What could a map and a brand possibly have to do with each other? Nothing much — until recently. Almost overnight, geography, and the part it plays in connecting brands with users, seems to have developed yet another amazing opportunity for brand builders.
Last month, Google revealed an advanced version of Google Map. Yahoo was quick to follow suit, and MSN released Virtual Earth just last week. There’s a new trend that takes advantage of these maps’ advanced features: “mash-ups” (define). One thing a mash-up can do is take specific data on the Web, say, the locations of North American Porsche owners, and lay it over another site’s map, such as Google’s. Normally this wouldn’t have caught my attention. They’re just maps, right? But when I saw a mash-up site in action, I was amazed. I found a map packed with balloon-shaped pinheads indicating the locations of Porsche owners all over North America. Another mash-up site revealed Beetle owners’ whereabouts. Let’s be clear. These maps don’t show you where the dealerships are. They show you where the car owners are.
Yet another map lists places to find cheap gas. One indicates where single people looking for partners live. Click on the pinhead, and you’ll see a picture and detailed description of the person it denotes. Mapping and the Internet have come together to deliver a new, wondrous world of community relations.

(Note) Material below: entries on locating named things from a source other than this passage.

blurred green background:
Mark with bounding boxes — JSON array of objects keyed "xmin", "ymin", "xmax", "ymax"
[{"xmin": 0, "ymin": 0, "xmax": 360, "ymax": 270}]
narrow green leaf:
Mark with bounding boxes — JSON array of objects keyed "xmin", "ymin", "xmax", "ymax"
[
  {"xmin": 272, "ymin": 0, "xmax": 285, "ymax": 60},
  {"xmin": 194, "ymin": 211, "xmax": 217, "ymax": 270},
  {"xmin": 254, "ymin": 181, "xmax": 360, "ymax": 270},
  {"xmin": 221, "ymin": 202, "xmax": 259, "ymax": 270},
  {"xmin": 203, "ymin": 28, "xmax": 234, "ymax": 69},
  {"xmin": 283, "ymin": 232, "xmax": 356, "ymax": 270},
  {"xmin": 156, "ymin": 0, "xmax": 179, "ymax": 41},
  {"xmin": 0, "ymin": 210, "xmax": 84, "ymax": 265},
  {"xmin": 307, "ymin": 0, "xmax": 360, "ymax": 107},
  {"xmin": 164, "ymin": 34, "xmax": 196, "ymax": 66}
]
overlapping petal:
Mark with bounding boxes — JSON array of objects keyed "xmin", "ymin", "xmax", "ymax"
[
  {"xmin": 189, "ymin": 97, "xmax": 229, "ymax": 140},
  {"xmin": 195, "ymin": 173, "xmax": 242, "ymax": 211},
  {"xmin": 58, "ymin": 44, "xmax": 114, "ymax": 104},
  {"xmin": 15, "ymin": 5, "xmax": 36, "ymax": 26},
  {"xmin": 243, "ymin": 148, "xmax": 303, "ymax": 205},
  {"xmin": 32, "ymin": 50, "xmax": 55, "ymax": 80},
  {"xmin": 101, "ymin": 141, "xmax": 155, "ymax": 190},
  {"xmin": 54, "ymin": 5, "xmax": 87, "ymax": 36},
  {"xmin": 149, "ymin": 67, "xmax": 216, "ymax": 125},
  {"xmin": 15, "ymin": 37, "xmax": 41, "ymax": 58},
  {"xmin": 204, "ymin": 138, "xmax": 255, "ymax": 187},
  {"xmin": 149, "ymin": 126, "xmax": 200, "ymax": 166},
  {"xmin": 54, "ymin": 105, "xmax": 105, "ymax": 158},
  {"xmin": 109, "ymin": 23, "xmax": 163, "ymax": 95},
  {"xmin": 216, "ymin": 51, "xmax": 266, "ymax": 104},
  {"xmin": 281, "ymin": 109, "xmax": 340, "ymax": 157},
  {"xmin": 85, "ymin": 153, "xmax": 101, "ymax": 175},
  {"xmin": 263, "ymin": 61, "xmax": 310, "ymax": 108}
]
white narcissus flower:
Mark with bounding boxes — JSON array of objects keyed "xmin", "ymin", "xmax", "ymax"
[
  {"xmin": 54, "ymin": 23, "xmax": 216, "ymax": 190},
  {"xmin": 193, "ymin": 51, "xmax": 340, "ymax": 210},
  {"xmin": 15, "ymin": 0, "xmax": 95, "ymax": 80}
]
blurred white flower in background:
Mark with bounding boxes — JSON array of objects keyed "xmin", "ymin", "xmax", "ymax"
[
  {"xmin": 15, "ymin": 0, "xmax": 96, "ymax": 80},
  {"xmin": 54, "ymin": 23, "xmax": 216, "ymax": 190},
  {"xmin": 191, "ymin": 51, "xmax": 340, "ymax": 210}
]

The opportunities for brand-builders are massive. Despite being in its early days, it’s not hard to figure out this API (define) technology’s potential for harnessing consumer knowledge. Mash-ups have the power to connect every brand’s user data to a map and instantly present a picture of the brand’s territory.
Imagine a map that shows you where most Prada customers live. Or AJAX or Fubu customers. The technology promises to change our perspective on brands as users and brand builders and to influence our consumption and management of them. Think of the ramifications of a map that illustrates where Coca-Cola drinkers live versus Pepsi drinkers. Or Mac versus PC users. The possibilities are limited only by data accessibility.
Mash-ups reveal unaccustomed knowledge about ourselves as brand consumers and owners. They might make plain communities you never knew you were part of. Or they might demonstrate your uniqueness in loving the brands you do.
The mash-up trend is another tick on the consumer checklist. The technology can connect users with one another, and transform individuals into brand broadcasters. The trend in brand-building power is moving away from brand owners toward consumers. This is the next step in this power transfer. First eBay, then blogs and podcasting (define), and now mash-ups. Every day, new tools are developed that enable users to amplify their voices.
Web sites that isolated themselves from meaningful interaction with users by failing to reflect consumers’ lives, preferences, and behaviors, will struggle to survive. The community dimension of brand building is rapidly becoming a mandatory component in every brand strategy. The days of one-way information, from brand to customer, are over. The familiar habit of emitting constant, controlled brand information is becoming too dangerous not to kick. On a practical level, the “about us” button is out. The “about our customers” button, which connects brand fans with each other, is the new prerequisite to brand health.
Mash-ups put the “me selling proposition” trend into action. It reinforces the fact brands of the future have only one choice — to be run and ruled by their consumers rather than by their marketers.
This opens an interesting can of worms. On one hand, MSP opens up amazing avenues for hearing the real voices of brand users. On the other, MSP has inherent risks: if the world can hear real opinions about brands, uncontrolled, unedited, and uncensored, you can’t be sure all voices will be happy ones. This is a risk marketers must take.
So get your house in order. Are you prepared for the MSP trend? For mash-ups and blogging? To what degree does your site allow customers to run your brand, voice their opinions, and become part of your brand community?
There won’t be many readers who can answer these questions with confidence. But for those who can, or can see themselves being able to do so, a whole new brand world could open up. A world where the true brand managers are your customers.